Asset key (band name) that would be read.

href str

Asset HREF.

overview_level int | None

Overview level that would be read. None means full resolution. Only populated when fetch_headers=True.

overview_resolution float | None

Pixel size of the selected level in source CRS units. Only populated when fetch_headers=True.

window_col_off int | None

Column offset of the read window in source pixels. Only populated when fetch_headers=True.

window_row_off int | None

Row offset of the read window in source pixels. Only populated when fetch_headers=True.

window_width int | None

Width of the read window in source pixels. Only populated when fetch_headers=True.

window_height int | None

Height of the read window in source pixels. Only populated when fetch_headers=True.

lazycogs.StacCogAccessor

xarray accessor adding explain functionality to lazycogs DataArrays.

Registered as the stac_cog namespace on all xr.DataArray objects. The :meth:explain method is only useful on DataArrays produced by :func:lazycogs.open.

__init__

__init__(da: DataArray) -> None

Initialise the accessor.

Parameters:

Name Type Description Default
da DataArray

The DataArray this accessor is attached to.

required

explain

explain(*, fetch_headers: bool = False) -> ExplainPlan

Return a dry-run read plan without fetching any pixel data.
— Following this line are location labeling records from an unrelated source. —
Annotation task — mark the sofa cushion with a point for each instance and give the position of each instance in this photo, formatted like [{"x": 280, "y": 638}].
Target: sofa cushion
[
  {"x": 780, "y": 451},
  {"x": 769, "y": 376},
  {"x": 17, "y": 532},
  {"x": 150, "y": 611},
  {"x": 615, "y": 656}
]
Runs the same DuckDB spatial queries that would fire during .compute(), but stops before any COG pixel I/O. With fetch_headers=True the COG IFD headers are also fetched (one small HTTP range request per matched item) to determine which overview level and pixel window would be read.

Parameters:

Name Type Description Default
fetch_headers bool

When True, open each matched COG header to populate :attr:ItemRead.overview_level and the window fields. Requires network I/O. Defaults to False.

False

Returns:

Name Type Description
An ExplainPlan

class:ExplainPlan describing all (band, time step, spatial

ExplainPlan

tile) reads for the current DataArray extent and chunking.

Raises:

Type Description
ValueError

If the DataArray was not produced by lazycogs.open() (missing explain metadata in attrs).